As I previously shared, I wanted a tech refresh. I thought about spinning up a development server, but this isn't really a modern CI/CD workflow. Having such a positive experience with TugboatQA on SimplyTest.me, I wanted to rapidly see changes before posting them live. And, I wanted something that didn't require me to mess around with another server. TugboatQA for the win.

Set up was straightforward. This may be potentially because I understood most of the concepts from SimplyTest.me, even though the use case couldn't be more different for my personal website. I followed the documentation and configured it within a few hours (love their IaC set up). I actually found a bug in how I implemented Composer paths, which I subsequently fixed.

Ported Block Type Templates module to Drupal 9

Again, I spend a lot of my personal time on SimplyTest.me. I still moonlight with some module maintenance, but I do a pretty poor job at this if I am being honest. I did use the Block Type Templates module I developed to have more fine grain control of block Twig. This was immensely helpful with the design system integration. But, I had to port it to Drupal 9. I also cleaned up the issue queue and added some nice features. I hope this helps others, too.

Future Goals

This website is definitely not done. I have some open issues I've logged. I need to clean up some content, fix even more styling, and finish the Tugboat implementation now that I've launched. It's done enough for me to not maintain two websites any longer. Please feel free to let me know if you find any issues.

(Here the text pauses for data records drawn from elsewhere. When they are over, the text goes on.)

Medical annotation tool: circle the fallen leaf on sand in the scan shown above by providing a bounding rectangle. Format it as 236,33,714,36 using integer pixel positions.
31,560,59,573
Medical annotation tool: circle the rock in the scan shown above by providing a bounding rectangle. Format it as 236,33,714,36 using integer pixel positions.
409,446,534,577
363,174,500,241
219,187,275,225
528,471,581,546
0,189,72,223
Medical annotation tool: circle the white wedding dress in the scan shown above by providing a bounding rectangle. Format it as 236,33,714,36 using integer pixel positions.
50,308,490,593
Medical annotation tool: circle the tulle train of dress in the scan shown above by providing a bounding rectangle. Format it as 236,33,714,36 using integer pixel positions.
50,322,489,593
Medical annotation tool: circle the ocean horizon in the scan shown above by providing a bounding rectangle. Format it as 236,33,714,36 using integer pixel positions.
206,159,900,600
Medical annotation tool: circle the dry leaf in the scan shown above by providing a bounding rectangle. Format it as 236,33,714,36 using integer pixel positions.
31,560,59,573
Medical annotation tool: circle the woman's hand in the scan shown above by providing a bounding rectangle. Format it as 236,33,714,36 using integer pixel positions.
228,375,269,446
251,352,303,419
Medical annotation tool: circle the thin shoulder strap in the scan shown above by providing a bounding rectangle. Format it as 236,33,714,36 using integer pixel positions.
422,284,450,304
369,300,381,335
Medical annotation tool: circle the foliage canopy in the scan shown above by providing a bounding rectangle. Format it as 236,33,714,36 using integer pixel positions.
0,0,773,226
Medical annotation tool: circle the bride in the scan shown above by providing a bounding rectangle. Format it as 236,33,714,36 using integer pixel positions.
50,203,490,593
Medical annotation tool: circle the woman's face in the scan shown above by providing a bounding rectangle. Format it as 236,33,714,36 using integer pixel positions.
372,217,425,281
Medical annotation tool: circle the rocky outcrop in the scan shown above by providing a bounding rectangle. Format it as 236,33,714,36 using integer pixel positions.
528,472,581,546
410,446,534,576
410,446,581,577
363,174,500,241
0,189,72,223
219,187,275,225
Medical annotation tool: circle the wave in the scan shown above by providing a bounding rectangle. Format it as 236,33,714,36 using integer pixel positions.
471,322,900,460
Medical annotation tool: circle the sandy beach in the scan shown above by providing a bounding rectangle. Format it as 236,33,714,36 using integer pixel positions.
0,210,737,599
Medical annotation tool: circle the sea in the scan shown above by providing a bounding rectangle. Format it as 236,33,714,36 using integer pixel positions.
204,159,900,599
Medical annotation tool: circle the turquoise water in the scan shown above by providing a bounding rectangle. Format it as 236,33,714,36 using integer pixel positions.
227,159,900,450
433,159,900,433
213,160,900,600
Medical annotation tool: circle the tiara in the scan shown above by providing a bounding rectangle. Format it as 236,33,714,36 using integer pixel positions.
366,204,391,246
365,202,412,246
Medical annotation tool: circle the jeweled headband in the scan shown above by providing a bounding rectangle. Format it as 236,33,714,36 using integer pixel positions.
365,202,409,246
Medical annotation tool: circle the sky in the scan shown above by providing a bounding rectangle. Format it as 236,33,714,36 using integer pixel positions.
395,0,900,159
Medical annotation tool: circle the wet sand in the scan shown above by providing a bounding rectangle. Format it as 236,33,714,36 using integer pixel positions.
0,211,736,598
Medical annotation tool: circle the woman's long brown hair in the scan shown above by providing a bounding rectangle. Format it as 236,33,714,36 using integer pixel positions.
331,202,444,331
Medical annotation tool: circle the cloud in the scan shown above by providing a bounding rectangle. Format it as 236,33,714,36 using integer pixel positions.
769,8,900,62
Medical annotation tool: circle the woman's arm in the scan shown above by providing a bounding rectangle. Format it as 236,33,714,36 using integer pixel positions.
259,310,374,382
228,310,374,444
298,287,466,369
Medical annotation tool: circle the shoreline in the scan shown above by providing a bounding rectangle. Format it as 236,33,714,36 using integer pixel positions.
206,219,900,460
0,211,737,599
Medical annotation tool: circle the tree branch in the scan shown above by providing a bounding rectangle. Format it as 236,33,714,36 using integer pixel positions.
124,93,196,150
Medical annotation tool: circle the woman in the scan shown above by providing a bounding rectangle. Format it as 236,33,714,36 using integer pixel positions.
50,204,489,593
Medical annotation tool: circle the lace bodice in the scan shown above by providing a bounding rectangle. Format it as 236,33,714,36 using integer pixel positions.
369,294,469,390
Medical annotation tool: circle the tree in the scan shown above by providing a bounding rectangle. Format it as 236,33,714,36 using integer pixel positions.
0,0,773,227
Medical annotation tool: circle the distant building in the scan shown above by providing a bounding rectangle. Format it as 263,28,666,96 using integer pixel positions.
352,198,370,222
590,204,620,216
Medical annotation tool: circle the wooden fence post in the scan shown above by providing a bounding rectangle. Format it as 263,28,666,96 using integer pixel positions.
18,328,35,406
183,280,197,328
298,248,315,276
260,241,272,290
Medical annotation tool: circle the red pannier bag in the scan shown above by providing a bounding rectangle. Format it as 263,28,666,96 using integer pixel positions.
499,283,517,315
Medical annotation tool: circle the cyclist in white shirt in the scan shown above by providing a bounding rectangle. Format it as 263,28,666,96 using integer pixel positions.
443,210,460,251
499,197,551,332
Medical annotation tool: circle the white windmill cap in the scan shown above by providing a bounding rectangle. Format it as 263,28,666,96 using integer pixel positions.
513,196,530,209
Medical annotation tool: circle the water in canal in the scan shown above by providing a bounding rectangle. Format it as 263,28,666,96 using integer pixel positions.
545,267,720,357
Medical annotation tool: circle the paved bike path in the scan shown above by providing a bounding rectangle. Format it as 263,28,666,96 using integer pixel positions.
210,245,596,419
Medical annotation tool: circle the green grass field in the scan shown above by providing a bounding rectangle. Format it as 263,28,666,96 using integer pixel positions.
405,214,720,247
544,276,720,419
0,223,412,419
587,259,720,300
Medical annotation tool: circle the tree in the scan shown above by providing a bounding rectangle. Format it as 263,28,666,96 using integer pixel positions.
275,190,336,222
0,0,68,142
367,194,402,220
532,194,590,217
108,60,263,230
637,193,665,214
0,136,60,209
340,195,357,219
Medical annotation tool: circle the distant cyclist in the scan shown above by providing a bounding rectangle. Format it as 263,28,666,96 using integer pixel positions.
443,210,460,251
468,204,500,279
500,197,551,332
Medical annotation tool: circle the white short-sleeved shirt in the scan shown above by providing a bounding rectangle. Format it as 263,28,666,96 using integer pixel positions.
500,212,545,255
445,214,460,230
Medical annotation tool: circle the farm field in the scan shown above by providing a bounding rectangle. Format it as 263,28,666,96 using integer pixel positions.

I also want to add more DevOps. When a PR gets merged, I want to set up a GitHub action to trigger the deployment on prod: pull updates from Git, load the config, run the database updates, and clear the cache. My confidence is a lot higher with Tugboat and my CI/CD workflow in the mix. This should be fun.

I'll be finally adding SSL support for my site, but I'd like to do this by learning more about the edge layer. I need more research but leaning towards using CloudFlare for this.

Pattern Lab has evolved majorly since I first set up the design system. I'll be upgrading this with time and I have the Drupal integration versioned to allow for changes like this to be done in the future.

Final Thoughts

I'm glad to finally be able to launch this thing. I learned a lot doing this. Drupal is still a fantastic option for digital experiences. It does so much. Drupal 9 brings all of the previous years of learnings, new features, great performance, modernized dev workflows, and continues to deliver a highly extensible framework. I thought a lot about developing this in something like Gatsby, but would have still wanted a FOSS backend like Drupal. It did everything I needed natively.